Your production chatbot is being saturated by a batch analytics job that someone started at peak time:

# Find the batch tenant
curl http://localhost:9090/api/v1/tenants -H "Authorization: Bearer $TOKEN" | jq '.[] | select(.name == "batch-analytics") | .id'

# Find the chatbot tenant
CHATBOT_ID=...
BATCH_ID=...

# Boost chatbot to 10x the batch job
curl -X PATCH http://localhost:9090/api/v1/tenants/$CHATBOT_ID/weight \
  -H "Authorization: Bearer $TOKEN" \
  -H "Content-Type: application/json" \
  -d '{"weight": 1000}'

# Throttle the batch job
curl -X PATCH http://localhost:9090/api/v1/tenants/$BATCH_ID/weight \
  -H "Authorization: Bearer $TOKEN" \
  -H "Content-Type: application/json" \
  -d '{"weight": 10}'

The scheduler picks this up on the next admission decision.
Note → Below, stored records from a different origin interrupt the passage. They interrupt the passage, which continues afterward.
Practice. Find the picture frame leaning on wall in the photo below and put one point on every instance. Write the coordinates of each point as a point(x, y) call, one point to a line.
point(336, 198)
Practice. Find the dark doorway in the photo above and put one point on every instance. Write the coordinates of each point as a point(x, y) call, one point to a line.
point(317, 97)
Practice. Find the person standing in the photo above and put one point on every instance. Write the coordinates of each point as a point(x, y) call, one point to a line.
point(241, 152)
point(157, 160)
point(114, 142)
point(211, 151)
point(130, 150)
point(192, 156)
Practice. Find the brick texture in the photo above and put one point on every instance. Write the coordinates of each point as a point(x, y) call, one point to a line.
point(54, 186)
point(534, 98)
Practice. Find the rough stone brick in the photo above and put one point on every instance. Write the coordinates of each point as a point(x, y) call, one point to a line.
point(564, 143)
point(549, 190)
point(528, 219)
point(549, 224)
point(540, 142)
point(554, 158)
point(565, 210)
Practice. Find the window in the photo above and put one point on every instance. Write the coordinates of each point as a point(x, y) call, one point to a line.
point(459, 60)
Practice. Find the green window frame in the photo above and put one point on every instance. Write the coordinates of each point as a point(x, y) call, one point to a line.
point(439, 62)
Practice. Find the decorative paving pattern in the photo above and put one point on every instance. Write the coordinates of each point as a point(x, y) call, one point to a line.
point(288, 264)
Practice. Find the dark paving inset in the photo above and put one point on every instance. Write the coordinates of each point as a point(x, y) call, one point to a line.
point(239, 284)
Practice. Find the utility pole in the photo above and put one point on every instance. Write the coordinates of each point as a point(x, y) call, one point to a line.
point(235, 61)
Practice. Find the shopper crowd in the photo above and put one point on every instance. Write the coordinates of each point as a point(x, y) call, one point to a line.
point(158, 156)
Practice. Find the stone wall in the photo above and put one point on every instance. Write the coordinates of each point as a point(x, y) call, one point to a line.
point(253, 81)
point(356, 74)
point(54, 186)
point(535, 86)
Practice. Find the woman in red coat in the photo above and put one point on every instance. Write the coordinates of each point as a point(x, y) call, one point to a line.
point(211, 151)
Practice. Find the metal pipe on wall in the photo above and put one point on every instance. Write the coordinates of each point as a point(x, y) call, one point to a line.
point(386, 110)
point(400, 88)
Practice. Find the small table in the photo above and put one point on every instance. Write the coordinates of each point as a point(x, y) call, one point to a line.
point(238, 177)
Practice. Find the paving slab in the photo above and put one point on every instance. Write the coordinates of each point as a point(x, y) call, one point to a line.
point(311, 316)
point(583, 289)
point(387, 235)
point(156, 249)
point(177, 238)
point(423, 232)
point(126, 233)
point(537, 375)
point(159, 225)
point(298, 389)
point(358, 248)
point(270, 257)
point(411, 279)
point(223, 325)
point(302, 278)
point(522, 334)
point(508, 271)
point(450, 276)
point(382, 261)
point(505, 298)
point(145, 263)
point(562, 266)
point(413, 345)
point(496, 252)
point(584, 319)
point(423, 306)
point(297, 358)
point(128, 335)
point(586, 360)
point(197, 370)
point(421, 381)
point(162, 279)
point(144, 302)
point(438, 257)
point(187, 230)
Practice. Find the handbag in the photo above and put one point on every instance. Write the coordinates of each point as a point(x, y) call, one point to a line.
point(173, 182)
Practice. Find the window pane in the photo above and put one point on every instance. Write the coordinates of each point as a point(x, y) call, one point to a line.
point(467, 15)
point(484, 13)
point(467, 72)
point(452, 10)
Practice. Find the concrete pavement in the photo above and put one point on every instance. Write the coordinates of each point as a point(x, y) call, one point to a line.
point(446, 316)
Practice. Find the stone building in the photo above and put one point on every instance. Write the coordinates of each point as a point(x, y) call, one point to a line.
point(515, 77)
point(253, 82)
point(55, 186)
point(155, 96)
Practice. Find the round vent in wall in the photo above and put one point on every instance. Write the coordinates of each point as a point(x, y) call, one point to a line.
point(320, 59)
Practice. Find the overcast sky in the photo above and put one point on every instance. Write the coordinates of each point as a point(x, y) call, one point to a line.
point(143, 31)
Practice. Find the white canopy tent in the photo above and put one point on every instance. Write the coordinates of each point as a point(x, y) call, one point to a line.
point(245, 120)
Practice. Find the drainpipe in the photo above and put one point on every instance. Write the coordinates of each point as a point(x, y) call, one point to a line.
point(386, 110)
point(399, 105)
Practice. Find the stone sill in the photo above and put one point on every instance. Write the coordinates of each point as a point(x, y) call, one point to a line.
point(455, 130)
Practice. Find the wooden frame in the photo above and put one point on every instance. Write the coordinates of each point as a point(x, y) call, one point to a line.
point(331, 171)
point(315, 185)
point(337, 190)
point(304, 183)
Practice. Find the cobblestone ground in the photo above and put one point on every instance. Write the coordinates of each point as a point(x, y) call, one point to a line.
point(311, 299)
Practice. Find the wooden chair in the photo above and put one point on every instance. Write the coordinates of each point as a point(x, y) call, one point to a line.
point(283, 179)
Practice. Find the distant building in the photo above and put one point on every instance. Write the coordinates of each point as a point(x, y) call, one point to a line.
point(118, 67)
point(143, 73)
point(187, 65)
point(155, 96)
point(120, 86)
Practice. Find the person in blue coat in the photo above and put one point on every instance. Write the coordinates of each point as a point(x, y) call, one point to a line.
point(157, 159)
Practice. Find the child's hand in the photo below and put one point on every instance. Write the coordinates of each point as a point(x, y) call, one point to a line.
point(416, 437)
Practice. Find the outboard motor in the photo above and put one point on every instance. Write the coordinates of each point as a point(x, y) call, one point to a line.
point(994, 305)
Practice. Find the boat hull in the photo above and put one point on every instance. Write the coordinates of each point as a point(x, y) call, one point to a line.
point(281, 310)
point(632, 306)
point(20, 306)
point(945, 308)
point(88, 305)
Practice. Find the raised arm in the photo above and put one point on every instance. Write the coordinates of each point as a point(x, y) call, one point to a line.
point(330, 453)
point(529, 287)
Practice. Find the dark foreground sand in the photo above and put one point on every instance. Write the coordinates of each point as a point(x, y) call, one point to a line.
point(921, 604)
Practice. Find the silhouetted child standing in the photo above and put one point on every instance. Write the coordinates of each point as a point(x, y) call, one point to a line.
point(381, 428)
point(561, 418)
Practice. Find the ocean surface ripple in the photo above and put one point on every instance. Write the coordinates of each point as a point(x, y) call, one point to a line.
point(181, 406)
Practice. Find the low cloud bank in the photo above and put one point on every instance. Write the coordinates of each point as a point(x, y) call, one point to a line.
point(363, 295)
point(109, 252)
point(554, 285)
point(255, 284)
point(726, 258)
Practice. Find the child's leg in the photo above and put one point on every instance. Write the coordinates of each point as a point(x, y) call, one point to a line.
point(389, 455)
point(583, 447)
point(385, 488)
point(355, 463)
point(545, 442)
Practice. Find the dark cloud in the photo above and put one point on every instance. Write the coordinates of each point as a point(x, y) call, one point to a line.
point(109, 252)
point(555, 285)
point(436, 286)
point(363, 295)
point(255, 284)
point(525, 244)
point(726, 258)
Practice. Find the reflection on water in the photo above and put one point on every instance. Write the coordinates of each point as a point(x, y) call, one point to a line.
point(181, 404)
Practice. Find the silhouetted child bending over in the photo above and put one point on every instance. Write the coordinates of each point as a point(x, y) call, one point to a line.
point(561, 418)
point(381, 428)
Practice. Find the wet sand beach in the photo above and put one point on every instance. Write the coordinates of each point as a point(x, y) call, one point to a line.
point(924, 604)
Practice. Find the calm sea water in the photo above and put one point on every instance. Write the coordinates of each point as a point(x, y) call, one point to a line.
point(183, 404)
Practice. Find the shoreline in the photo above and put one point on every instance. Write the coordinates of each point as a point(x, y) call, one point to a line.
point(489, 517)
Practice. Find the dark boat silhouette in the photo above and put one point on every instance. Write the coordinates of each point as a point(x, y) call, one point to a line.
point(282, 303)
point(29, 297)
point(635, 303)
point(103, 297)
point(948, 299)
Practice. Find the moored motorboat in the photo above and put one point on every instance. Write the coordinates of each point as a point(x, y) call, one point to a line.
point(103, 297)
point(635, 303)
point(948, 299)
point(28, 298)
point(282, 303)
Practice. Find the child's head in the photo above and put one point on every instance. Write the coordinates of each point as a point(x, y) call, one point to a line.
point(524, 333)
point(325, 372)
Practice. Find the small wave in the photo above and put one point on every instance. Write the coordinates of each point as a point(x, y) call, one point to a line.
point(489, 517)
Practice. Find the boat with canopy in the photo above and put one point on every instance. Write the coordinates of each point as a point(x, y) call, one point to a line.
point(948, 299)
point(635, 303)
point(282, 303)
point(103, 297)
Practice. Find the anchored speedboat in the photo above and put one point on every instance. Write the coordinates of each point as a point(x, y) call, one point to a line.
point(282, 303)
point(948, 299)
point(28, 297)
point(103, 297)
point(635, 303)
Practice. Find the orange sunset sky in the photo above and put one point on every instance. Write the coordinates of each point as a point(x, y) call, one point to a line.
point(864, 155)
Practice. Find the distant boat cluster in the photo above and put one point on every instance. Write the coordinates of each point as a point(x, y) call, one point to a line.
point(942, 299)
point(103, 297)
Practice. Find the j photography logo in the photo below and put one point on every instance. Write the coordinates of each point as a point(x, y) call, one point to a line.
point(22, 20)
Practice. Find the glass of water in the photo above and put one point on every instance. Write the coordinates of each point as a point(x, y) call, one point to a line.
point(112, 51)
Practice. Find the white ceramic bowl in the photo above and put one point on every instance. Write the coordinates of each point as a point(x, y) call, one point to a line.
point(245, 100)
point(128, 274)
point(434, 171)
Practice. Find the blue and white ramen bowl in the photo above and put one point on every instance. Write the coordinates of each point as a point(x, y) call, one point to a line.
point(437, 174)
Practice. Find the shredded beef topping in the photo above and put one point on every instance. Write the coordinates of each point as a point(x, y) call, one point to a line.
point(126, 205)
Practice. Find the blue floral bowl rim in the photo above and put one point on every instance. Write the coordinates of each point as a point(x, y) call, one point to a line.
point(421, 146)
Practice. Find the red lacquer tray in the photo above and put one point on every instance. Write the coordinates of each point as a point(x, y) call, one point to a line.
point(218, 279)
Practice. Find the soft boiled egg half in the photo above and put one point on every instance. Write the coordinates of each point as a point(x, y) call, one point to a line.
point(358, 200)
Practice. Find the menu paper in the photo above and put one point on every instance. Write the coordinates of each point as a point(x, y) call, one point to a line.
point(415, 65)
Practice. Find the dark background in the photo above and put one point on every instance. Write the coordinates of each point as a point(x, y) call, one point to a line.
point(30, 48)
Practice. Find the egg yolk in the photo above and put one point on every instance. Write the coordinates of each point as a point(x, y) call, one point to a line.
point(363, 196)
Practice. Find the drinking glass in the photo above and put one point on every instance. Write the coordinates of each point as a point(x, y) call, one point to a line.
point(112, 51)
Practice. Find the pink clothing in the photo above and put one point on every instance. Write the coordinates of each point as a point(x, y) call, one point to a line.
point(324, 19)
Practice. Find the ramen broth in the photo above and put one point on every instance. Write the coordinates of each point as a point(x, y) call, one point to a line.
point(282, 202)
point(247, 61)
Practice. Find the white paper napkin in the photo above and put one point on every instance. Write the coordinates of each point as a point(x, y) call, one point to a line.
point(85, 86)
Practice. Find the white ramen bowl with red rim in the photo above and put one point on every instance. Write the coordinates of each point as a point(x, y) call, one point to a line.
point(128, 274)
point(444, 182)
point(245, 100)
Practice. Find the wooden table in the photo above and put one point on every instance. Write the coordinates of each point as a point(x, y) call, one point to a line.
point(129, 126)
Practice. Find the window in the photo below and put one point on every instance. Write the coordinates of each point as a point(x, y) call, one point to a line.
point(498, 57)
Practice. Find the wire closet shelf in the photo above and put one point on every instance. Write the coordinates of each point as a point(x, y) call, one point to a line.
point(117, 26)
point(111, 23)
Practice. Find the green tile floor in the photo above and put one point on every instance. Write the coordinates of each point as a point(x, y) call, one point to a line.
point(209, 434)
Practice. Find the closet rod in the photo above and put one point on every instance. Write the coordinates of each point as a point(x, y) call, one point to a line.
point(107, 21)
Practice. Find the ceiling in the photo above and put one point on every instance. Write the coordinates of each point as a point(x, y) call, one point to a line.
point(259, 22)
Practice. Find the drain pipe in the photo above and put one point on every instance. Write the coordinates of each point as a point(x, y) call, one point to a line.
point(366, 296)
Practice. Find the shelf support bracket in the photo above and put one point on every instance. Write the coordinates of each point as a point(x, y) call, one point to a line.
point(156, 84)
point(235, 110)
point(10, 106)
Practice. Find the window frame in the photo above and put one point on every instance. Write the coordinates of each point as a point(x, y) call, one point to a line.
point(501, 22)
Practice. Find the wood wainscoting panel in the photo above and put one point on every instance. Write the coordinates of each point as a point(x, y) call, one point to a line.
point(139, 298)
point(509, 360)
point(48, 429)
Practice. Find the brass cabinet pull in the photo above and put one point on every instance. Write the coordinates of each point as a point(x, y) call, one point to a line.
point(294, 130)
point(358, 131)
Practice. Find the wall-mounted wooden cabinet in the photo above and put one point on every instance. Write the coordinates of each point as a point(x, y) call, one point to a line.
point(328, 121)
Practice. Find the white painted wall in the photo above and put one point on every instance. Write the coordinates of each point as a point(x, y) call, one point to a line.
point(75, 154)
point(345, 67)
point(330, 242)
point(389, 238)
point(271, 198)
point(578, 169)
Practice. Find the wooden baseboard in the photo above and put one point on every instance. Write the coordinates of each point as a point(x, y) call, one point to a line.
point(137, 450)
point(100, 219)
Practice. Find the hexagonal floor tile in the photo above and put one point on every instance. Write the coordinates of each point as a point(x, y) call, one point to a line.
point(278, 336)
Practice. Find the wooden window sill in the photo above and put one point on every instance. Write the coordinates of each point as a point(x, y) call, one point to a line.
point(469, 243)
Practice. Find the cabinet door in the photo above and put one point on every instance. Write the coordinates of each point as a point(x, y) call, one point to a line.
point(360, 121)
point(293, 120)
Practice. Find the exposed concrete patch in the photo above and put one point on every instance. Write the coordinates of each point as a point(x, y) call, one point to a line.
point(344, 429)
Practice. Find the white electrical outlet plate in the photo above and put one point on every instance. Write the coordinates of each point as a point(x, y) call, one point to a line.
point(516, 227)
No restart, no config file, no deployment.

Restoring normal weights

curl -X PATCH http://localhost:9090/api/v1/tenants/$CHATBOT_ID/weight \
  -H "Authorization: Bearer $TOKEN" \
  -H "Content-Type: application/json" \
  -d '{"weight": 200}'

curl -X PATCH http://localhost:9090/api/v1/tenants/$BATCH_ID/weight \
  -H "Authorization: Bearer $TOKEN" \
  -H "Content-Type: application/json" \
  -d '{"weight": 50}'

Audit trail

Every weight change is recorded in audit_log:

curl http://localhost:9090/api/v1/audit \
  -H "Authorization: Bearer $TOKEN" | jq '.[] | select(.action == "update_weight")'

Each entry includes the actor (admin token identifier), the tenant ID, the old weight, and the new weight with a timestamp.

Group weights (hierarchical mode)

Under OBLETH_FAIRSHARE_ALGORITHM=hierarchical, you can also adjust group weights:

# Boost the entire prod group
curl -X PATCH http://localhost:9090/api/v1/fairshare/groups/prod/weight \
  -H "Authorization: Bearer $TOKEN" \
  -H "Content-Type: application/json" \
  -d '{"weight": 1000}'

This changes how much of the global capacity pool the prod group receives, affecting all tenants in that group simultaneously.